There’s also been criticism over the lack of notice beforehand; with parliament only receiving two hours advance warning. And on a Friday, which are traditionally reserved for measures of pressing national urgency. And of course no one has been fooled by bringing this forward from Monday that the real reason was to deflect attention away from the so called “granny tax”.
And while Labour can’t exactly claim to be fighting the good fight-except in Scotland, where they stand alone in opposition to minimum pricing-they have a better record on alcohol matters than this current lot. The shadow home secretary, Yvette Cooper, bridled Theresa May as being a “human shield” for Cameron and Osborne.
And how did Ms May take this accusation? Not very well, apparently. She actually said-and I am not making this up-that Labour should apologise for the ‘disaster’ of the Licensing Act. A disaster? The single greatest achievement of the previous government? A piece of liberalising deregulation that any old school Tory would be proud of? I think not, madam.
Of course, there’s nothing like the scent of blood to bring the vampires out. Step forward Katherine Brown of the misleadingly named Institute of Alcohol Studies. Sounding more like a rabid dog than a scientific adviser, she spouts such nonsense as “a tsunami of alcohol harm at the moment, caused largely by the huge availability of very cheap alcohol on supermarket shelves”.
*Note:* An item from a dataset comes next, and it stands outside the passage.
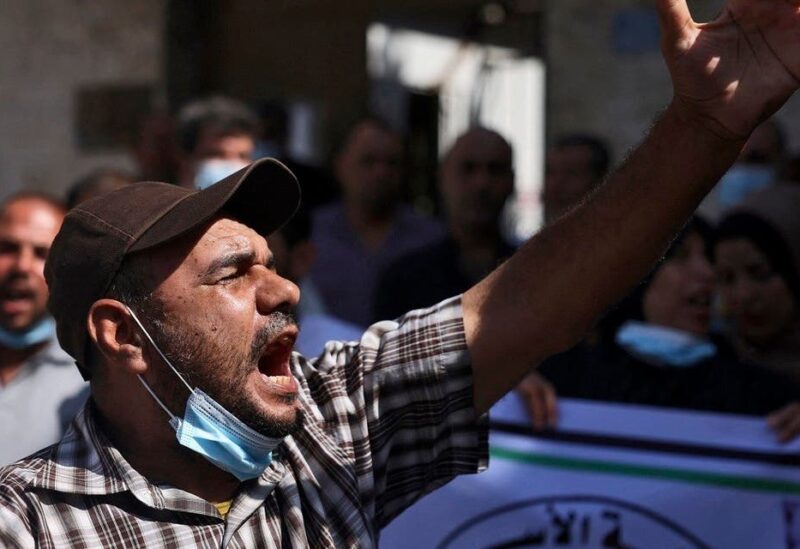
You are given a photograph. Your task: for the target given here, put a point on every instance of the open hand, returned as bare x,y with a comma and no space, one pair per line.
734,72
Luckily we have the liberal press to speak for reason and sense. Er...no we don’t. The Guardian, who are quite happy to pay Julie Burchill to lecture us on the use of the “chav” word, see it as justified intervention. And as for the Daily Mirror, that prohibitionist rag is only fit for wiping your arse on. They blather on about it being wrong “when cider is cheaper than water”.
So rather than all being in it together, it seems we are cast adrift alone is a leaky lifeboat. It’s enough to drive you to drink. Except that the government has announced they have strong-armed many in the industry into watering down their products. It seems we are destined to be pissed-off, piss-poor and drinking piss-water.